The prestigious and ideologically diverse group, convened by The American Law Institute, issued several general principles today that they believe should guide ECA reform
WASHINGTON, D.C.— U.S. Senators Susan Collins (R-ME) and Joe Manchin (D-WV), the co-leads of the bipartisan Senate effort to reform the Electoral Count Act of 1887, today welcomed new input from a group of election experts and legal scholars convened by the American Law Institute.
“As we continue our bipartisan effort to reform the flaws in the archaic Electoral Count Act of 1887, we very much welcome the input of this prestigious and ideologically diverse group of legal scholars and election experts, many of whom have served in Democratic and Republican administrations,” said Senators Collins and Manchin in a joint statement. “This group shares our commitment to focus on correcting the deep and serious structural problems in our system of counting and certifying ballots for President and Vice President, and we are pleased to note that many of the areas the American Law Institute members have selected parallel our group’s efforts.”
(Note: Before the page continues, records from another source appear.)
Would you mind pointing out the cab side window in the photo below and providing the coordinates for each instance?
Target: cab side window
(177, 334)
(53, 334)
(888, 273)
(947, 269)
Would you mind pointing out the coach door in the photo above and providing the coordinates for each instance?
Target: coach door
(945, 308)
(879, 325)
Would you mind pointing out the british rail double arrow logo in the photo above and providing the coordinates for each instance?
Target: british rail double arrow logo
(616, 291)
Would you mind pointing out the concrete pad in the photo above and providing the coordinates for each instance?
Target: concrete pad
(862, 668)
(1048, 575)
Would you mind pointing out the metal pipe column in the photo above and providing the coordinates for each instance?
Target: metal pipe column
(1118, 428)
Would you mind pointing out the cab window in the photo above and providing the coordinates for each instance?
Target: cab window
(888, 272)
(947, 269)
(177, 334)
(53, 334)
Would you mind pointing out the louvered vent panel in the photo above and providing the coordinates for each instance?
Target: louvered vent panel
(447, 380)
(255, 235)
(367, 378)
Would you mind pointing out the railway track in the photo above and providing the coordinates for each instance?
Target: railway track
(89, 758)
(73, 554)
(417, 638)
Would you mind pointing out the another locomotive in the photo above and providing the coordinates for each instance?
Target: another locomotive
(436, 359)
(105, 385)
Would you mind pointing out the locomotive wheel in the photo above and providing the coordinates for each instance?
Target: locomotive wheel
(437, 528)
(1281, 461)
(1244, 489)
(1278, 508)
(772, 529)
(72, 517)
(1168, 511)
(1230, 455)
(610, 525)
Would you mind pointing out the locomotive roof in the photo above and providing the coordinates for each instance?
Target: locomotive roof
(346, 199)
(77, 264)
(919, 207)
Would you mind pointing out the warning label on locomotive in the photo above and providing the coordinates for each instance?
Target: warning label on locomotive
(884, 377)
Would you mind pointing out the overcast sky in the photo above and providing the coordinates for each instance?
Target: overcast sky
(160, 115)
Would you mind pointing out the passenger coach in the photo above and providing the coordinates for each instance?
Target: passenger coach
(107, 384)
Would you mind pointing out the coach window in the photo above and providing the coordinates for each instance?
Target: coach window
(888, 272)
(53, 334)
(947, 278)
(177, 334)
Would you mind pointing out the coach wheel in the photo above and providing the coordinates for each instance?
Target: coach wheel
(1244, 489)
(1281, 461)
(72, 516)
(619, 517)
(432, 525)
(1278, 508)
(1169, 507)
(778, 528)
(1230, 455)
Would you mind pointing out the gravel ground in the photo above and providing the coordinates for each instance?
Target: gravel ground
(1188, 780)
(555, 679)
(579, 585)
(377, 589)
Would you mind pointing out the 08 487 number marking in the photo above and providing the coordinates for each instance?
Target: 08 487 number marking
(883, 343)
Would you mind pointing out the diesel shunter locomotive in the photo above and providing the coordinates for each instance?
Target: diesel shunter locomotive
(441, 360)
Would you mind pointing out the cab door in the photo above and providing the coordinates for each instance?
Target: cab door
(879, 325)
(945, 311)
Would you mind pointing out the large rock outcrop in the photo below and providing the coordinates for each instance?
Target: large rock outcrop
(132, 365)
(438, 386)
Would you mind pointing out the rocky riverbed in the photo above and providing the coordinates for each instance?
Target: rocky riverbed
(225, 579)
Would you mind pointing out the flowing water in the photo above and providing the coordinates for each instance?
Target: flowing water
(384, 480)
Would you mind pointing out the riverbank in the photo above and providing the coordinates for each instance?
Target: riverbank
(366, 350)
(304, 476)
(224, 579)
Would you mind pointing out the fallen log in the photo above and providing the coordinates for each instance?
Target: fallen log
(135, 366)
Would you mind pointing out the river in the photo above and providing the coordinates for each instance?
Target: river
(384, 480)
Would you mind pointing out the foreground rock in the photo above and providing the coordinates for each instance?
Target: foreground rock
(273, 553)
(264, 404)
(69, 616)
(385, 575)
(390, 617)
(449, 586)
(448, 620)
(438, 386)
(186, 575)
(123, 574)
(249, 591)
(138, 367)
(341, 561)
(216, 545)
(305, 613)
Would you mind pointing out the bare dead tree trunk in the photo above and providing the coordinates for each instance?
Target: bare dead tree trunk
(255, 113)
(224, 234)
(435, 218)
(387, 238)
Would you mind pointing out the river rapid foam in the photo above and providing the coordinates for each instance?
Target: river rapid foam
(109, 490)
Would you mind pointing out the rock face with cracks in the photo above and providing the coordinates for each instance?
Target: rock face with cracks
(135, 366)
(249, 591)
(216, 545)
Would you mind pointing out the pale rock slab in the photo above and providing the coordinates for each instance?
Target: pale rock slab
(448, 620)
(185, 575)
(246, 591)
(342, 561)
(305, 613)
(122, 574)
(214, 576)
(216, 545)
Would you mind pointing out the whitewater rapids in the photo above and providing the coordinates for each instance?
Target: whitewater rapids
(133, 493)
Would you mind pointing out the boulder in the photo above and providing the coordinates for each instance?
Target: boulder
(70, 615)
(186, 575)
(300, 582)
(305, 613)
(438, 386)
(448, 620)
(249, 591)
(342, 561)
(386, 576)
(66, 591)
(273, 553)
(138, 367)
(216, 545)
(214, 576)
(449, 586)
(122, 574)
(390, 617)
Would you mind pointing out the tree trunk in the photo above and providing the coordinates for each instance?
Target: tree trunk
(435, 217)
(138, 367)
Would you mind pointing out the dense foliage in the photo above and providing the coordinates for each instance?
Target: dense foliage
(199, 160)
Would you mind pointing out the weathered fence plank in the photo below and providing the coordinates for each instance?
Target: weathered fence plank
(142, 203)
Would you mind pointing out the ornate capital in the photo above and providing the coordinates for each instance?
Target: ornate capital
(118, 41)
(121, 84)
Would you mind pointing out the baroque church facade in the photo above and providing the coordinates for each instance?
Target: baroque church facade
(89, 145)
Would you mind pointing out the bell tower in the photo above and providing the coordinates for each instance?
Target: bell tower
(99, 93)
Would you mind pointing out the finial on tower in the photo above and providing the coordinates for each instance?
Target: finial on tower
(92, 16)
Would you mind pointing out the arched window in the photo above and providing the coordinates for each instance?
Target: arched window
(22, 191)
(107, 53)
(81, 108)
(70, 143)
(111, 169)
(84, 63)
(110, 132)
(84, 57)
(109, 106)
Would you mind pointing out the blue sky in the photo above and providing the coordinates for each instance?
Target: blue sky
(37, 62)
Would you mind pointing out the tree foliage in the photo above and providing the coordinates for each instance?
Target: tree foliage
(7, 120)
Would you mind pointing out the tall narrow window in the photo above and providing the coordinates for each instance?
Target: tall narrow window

The ALI-convened group includes: Bob Bauer (NYU School of Law and former White House Counsel); Elise C. Boddie (Rutgers Law School, and former litigation director of the NAACP Legal Defense and Educational Fund); Mariano-Florentino Cuéllar (President of the Carnegie Endowment for International Peace, and formerly a Justice of the California Supreme Court); Courtney Simmons Elwood (former General Counsel of the Central Intelligence Agency); Jack Goldsmith (Harvard Law School and former Assistant Attorney General, Office of Legal Counsel) (Co-Chair); Larry Kramer (President of the William and Flora Hewlett Foundation, and former Dean of Stanford Law School); Don McGahn (Boyden Gray Center for the Study of the Administrative State, Antonin Scalia Law School at George Mason University, and former White House Counsel); Michael B. Mukasey (former United States District Court Judge and former United States Attorney General); Saikrishna Prakash (University of Virginia School of Law); and David Strauss (University of Chicago Law School).
In addition to the input from this group, Senators Collins and Manchin are also consulting another group of legal scholars.